Note that the above measure of accuracy is with respect to an engine-specific reference and not an analytical benchmark. This is because we want to have a measure that can be applied to complex systems where analytical results are not available. As a result, an engine can simulate "physics" that deviate from reality without being penalized. For example, both Havoc and PhysX ignore Coriolis forces. But since they do that for all timesteps, our accuracy measure (which really reflects self-consistency) does not penalize them.

The figure below shows four test systems we simulated in each engine (left column), raw speed (middle column), and speed-accuracy trade-off (right column). MuJoCo has two flavors depending on the integrator being used: semi-implicit Euler vs. 4th-order Runge Kutta. For one of the test systems (planar chain) we were also able to use the new version of Bullet (labeled BulletMB) which operates in joint coordinates; for the other systems it seemed to need more work before it can be used reliably.
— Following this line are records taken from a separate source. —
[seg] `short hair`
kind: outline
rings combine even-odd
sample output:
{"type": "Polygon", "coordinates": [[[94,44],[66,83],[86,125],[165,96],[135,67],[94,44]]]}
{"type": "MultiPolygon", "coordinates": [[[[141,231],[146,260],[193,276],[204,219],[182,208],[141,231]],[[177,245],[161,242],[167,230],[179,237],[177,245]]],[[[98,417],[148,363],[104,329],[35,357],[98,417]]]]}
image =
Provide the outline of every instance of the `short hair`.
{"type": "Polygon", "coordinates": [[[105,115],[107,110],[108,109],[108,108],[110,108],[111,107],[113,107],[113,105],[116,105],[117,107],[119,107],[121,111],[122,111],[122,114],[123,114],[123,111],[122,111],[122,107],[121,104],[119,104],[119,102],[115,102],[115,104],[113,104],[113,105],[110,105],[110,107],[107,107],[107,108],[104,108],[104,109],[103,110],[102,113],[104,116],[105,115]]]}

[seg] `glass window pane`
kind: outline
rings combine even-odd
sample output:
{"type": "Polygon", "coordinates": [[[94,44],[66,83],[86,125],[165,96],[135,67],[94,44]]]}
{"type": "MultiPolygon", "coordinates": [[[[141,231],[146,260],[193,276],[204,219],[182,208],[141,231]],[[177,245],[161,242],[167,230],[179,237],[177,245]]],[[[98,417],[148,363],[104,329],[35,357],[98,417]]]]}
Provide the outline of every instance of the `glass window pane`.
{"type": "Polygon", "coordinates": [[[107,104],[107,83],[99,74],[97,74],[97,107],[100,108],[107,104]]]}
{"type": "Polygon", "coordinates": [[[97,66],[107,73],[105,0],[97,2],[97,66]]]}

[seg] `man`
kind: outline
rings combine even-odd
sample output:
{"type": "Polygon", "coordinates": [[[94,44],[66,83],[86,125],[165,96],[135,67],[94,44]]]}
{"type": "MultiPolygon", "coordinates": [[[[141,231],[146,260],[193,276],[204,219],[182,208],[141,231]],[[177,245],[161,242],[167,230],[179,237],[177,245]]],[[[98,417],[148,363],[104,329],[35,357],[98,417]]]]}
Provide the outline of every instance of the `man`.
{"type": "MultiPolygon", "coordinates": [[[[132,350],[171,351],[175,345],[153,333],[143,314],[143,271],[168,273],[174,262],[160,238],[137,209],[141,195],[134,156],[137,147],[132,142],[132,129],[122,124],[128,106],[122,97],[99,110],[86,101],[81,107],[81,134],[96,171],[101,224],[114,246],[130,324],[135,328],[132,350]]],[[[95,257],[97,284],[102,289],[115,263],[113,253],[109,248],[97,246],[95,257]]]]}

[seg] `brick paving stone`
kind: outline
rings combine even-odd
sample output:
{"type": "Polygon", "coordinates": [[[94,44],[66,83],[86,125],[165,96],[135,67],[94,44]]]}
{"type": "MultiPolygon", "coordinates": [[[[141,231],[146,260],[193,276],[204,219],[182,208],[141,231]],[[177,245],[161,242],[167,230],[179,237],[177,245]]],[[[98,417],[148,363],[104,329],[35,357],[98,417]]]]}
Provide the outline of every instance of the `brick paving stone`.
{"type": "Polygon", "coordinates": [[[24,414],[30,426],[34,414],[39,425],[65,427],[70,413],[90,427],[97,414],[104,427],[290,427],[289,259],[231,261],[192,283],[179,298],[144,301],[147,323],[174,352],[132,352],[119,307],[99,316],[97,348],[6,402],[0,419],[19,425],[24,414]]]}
PhysX also has a version aimed at simulating multi-joint systems, but it does not use joint coordinates; instead it relies on the underlying Cartesian representation and has similar behavior as the standard version.



Some of the speed-accuracy curves are incomplete because when a given engine diverges at a given timestep we cannot obtain a measurement. The hand grasping an object was the most challenging test system, and is also very relevant to robotics. To measure the maximum timestep at which each engine could simulate this system without dropping the object, we started at timestep 1/64 ms and increased it by factor of 2 until the object was dropped. The table below shows the last successful timestep for each engine. Note the order-of-magnitude difference between MuJoCo and the best-performing gaming engine in this test (PhysX).

EngineMax timestep
Bullet 0.031 ms
MuJoCo 16 ms
ODE 0.25 ms
PhysX 2 ms

Scaling to many bodies

The first three tests above involved systems that are challenging to simulate because of large mass ratios, elaborate kinematic structures and contact configurations that propagate forces in complex ways. The numerical challenges are different for systems with large numbers of floating bodies. They do not require the accuracy needed for robotic systems and do not go unstable as easily, but in order to manage the large number of bodies it is essential to use algorithms with linear scaling. Such algorithms are relatively straightforward to implement in Cartesian coordinates, and considerably more difficult to implement in joint coordinates. The latter requires exploiting the sparsity of the joint-space inertia matrix and the contact Jacobian, and implementing the necessary indexing machinery.

In addition to the default dense solver used in the above tests, MuJoCo has a sparse solver designed for such situations. The figure below illustrates a test where we drop N capsules, with N between 50 and 250, and measure the CPU time for running a 10 sec simulation at 10 ms timestep. The sparse solver has close-to-linear scaling and is therefore suitable for such systems. The dense solver on the other hand has between quadratic and cubic scaling, and should not be used in this case. Note the different scale on the vertical axis in the two plots. The curve labeled "no contact" corresponds to a simulation where all contacts are disabled and the objects simply fall through the ground. These results are obtain on one core of an Intel i7-3930K processor.